GUARDIANS OF THE GALAXY VOL. 2
More of the same period here, which makes sense considering the fact that Peter must meet his biological father in this film, a person who seduced Peter’s mother to the same music that follows Peter everywhere. These songs represent Peter’s history in every aspect. They are who he believes he is, which is still very much a kid.
Incidentally, VOL. 2 closes with the best cinematic usage of Cat Stevens’s “Father and Son” ever, a passage I still feel misty over if I linger on too long. That’s probably because I have dead dad problems, too, but let’s not go into that today.
Anyways…Peter is ultimately given a Microsoft Zune in the film, replacing his beloved Walkman and giving him a more expanded audio repertoire to enjoy himself with. This is when things become very fascinating.
GUARDIANS OF THE GALAXY VOL. 3
The newest—and apparently last—GUARDIANS film starts with an acoustic rendition of Radiohead’s "Creep." “Creep” was published in 1992 and is one among the numerous tracks on Peter’s Zune—tunes spanning the eighties, nineties, and new millennia. By virtue of this Zune, Peter has created fresh emotional vocabulary to comprehend what is occurring. In other words, he’s “growing up” via this music (and, along with him, his buddies).
One of the film’s most devastating sequences has Peter looking out into space, his companion dying behind him, while the Flaming Lips’ “Do You Realize??” plays. A special characteristic of VOL. 3 is how such songs convey our characters’ existential concerns. They become portals to feelings too enormous and intricate for any of them to ever even consider expressing themselves.
VOL. 3 finally finishes with Florence + the Machine’s dance single “Dog Days of Summer," which dropped in 2008 but was re-released in 2010 to far more spectacular success. It’s one of three songs on the soundtrack published in the teens, the other two being the Mowgli’s “San Francisco” (2012) and “Koinu no Carnival” (2016)—however, “Koinu no Carnival” is from an anime and less related to Peter’s emotional journey.
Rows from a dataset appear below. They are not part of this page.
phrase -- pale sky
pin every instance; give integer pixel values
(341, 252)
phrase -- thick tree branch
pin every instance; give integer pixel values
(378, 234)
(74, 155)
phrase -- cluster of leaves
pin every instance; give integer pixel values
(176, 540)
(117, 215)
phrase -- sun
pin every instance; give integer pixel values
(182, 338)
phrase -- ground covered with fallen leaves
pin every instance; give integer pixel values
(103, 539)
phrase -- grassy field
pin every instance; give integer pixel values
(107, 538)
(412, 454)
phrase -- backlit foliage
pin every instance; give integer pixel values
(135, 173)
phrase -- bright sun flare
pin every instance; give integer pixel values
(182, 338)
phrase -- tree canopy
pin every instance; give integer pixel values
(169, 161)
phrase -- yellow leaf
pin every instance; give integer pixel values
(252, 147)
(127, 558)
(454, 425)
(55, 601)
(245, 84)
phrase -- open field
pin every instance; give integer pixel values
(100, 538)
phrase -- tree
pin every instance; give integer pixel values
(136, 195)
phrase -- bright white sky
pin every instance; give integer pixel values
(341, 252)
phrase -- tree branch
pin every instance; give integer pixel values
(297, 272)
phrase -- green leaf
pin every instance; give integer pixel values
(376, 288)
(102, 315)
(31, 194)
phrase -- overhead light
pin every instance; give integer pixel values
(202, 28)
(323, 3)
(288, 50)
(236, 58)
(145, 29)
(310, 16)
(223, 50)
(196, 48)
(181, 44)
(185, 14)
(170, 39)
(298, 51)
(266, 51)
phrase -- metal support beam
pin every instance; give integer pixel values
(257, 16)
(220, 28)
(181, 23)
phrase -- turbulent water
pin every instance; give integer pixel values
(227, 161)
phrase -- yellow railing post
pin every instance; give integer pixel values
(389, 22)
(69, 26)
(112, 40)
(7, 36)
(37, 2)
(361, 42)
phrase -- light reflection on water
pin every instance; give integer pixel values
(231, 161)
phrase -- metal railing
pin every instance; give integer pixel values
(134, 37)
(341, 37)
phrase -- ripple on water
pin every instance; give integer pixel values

The point is, “Dog Days of Summer," a triumphant song released at roughly the same time that Gunn began to work on “GUARDIANS OF THE GALAXY” and the film was released, concludes the film. completing Peter’s journey from man-child with his foot caught in a nostalgia trap to complete adult as he should have been when this trilogy first kicked off. The Guardians’ voyage is, in reality, to come full circle. Specifically, to address their pasts as a method to finding their way back to the beings they should’ve been when we first met them back in 2014.
It’s pretty hard to deny that the Guardians trilogy’s use of music isn’t one of the most brilliant narrative components of the movie. It’s a brilliant instance of how the judicious use of soundtracks can grant characters’ just as much “growth” as a script can.
And if you believe my writing has brought anything to your life and/or knowledge of art, you may support my effort by buying me a coffee.